DCB: Right and people will be shown bad history like, "Sonic Youth told the PMRC to ... off on their Goo album!" Which was totally out of the blue at the time. They never mentioned the PMRC during the '80s. It was just like a play for the kids. And so kids'll get that bad history where Sonic Youth were the heroes. And they get a free pass for the Starbucks thing, as you notice on the web. Nobody talks about it or writes about it.

The Stranger: It seems like no one's critical of things like that because the answer is always built into the question—"Commercial radio is dead, MTV is dead, the music industry is dead, so Sonic Youth have to sell records at Starbucks." Like the writer's job is to head off any aesthetic or spiritual objection you could raise in advance.

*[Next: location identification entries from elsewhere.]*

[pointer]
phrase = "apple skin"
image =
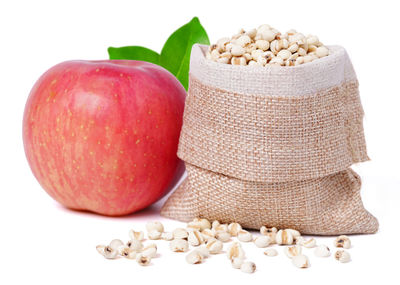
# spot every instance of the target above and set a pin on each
(102, 136)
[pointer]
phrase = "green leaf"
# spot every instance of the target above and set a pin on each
(175, 55)
(134, 53)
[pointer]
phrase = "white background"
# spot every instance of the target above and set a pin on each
(43, 242)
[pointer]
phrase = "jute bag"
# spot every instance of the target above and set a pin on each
(273, 146)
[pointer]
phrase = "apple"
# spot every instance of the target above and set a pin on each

DCB: It's kind of like Republican talking points, because it's so untrue that Sonic Youth have to do those things. I mean, you don't have to look at their tax statements or know where they live to know that they don't HAVE to do any of that. No one ever thought they were going to be on TV or the radio anyway, so why is it suddenly like a necessity that must be replaced? But nobody wants to make those arguments because you're also working against the market ideology that all these kids have grown up with: that entrepreneurs are the best and anything that gets in the way of business... it really ties in with Republicanism. Of course, just like the Baffler was writing so many years ago. This is a collaboration; this media economy, this entertainment economy is a collaboration with these times. These festivals exist because of a time of easy credit. All of this stuff is connected and nobody wants to say it. Just like maybe people don't want to admit that Obama really isn't going to come down on business the way we want him to.

The Stranger: You can't be remotely critical of Obama right now and expect anyone to even hear you.

DCB: Right, people would say, "Hey, that's not helpful." But I would say in the discussion of music, there's nothing at stake like there is with Obama, so to me it's kind of gluttony. It's closer to gluttony than anything I've experienced. The bigger shows freak me out. It's so hard to fight the asymmetry between the fan and the band. You have to do silly things. I'm not talking about stage diving or crowd surfing... The fans subject themselves to you and everybody seems to enjoy the way it's all divided up. I don't get it. The festivals are so creepy, and yet they're so lucrative that no one can say no to them. But they're just like the '70s, everything we were all supposed to be against: the fan down there and the stars up there. But that's really what everybody really wants, it seems like.